Some of Barton's better-known brands and products have included the 1792 Bourbon, Kentucky Tavern, and Very Old Barton bourbons; Fleischmann's, Skol and Wave Vodkas; the 99 line of schnapps (99 Apples, 99 Bananas, etc.); Calypso and Barton rums; Capitan, El Toro and Montezuma tequilas and Mr. Boston and Fleischmann's gins.

In 1993, Barton was acquired by Canandaigua Wine Company, later Constellation Brands. In 2009, Constellation sold Barton to the Sazerac Company.

== List of products ==

=== Bourbons ===
- 1792 Bourbon (formerly called Ridgewood Reserve 1792 and 1792 Ridgemont Reserve)
- Thomas S. Moore Extended Cask Finish
- Very Old Barton
- Tom Moore
- Kentucky Gentleman
- Kentucky Tavern
- Colonel Lee
- Wolcott
- Kirkland Signature Bottled In Bond
- Member's Mark
- Zackariah Harris
- Flatboat

=== Blended American whiskey ===
- Barton
- Fleischmann's
- Imperial
- Old Thompson
- Ten High

=== Canadian whisky ===
- Barton's Canadian
- Canadian Host
- Canadian LTD
- Canadian Supreme
- Mr. Boston Five Star Canadian
- Northern Light Canadian

=== Scotch whisky ===
- Highland Mist
- House of Stuart
- Inver House
- Lauder's
- Vittoria Clan
=== Whisky liqueur ===
- Fireball Cinnamon Whisky

=== Gin ===
- Barton
- Crystal Palace
- Czarina
- Fleischmann's
- Glenmore
- Mr. Boston
- Mr. Boston Riva
- Pikeman
- Skol

=== Mezcal ===
- Monte Alban
=== Rum ===
- Barton
- Calypso
- Fleischmann's
- Mr. Boston
- Skol

=== Schnapps ===
- 99 Schnapps (various flavor variations – apple, banana, black cherry, etc.)
- Barton Peach
- Mr. Boston
=== Tequila and triple sec ===
- Capitan
- El Toro
- Montezuma
- Barton Tequila & Triple Sec
- Chi-Chi's Tequila & Triple Sec

=== Vodka ===
- Fleischmann's Vodka
- Barton
- Crystal Palace
- Coulson's
- Czarina
- Glenmore
- Mr. Boston
- Skol
- Wave Flavors

== The Barton 1792 Distillery ==
The distillery currently known as the Barton 1792 distillery was originally established in 1879. As of June 2018, it comprises 51 buildings – most of which are rickhouses for barrel aging.

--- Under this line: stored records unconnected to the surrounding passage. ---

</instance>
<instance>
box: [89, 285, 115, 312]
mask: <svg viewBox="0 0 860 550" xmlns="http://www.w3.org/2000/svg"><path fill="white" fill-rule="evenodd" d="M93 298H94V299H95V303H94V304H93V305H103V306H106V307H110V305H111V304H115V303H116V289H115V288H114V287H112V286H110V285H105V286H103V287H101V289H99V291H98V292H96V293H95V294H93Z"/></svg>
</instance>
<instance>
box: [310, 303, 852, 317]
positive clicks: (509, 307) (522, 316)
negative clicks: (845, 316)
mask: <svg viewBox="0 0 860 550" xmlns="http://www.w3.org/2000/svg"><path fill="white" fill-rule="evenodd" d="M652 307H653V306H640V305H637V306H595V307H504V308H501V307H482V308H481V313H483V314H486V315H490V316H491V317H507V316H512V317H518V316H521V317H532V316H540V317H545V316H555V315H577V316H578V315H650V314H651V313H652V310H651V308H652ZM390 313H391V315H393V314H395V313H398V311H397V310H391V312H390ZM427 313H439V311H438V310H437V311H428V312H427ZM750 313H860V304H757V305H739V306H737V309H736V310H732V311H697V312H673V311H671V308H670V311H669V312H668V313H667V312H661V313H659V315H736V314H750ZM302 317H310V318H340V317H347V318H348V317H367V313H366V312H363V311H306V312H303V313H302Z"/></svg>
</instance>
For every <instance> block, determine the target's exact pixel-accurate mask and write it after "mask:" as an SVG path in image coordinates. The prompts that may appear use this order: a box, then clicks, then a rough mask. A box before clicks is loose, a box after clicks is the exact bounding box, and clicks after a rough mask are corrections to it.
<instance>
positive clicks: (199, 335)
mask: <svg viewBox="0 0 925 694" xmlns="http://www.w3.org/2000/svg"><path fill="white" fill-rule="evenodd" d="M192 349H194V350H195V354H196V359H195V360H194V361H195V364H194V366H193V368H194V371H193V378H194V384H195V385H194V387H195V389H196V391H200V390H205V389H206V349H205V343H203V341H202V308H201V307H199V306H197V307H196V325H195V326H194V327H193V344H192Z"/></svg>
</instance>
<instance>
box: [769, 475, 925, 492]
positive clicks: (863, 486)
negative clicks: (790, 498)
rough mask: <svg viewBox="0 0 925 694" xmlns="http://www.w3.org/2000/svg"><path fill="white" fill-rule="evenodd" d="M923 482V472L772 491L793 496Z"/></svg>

== Rickhouse collapse in 2018 ==

In June and July 2018 one of the 29 rickhouses at the Barton 1792 Distillery collapsed in two stages. The rickhouse had a storage capacity of about 20,000 barrels, and contained about 18,000 when the first collapse occurred, with each barrel having a capacity of 53 USgal. On June 22, 2018, about half of the building collapsed and caused about 9,000 barrels of spirits being aged there to fall with the structure, although about two-thirds of the barrels remained intact. The facility had a 12 ft deep basement to help contain spills, but some bourbon and brandy leaked into the nearby Withrow Creek and Beech Fork River, and about 800–1000 fish were killed.
The building had been constructed in the 1940s, and one of the walls had been in the process of being repaired when the collapse occurred. Sazerac was given a notice of state law violation for the spill and for failure to properly notify the authorities.
About two weeks later, on July 4, 2018, the remainder of the building collapsed. No one was injured in either collapse.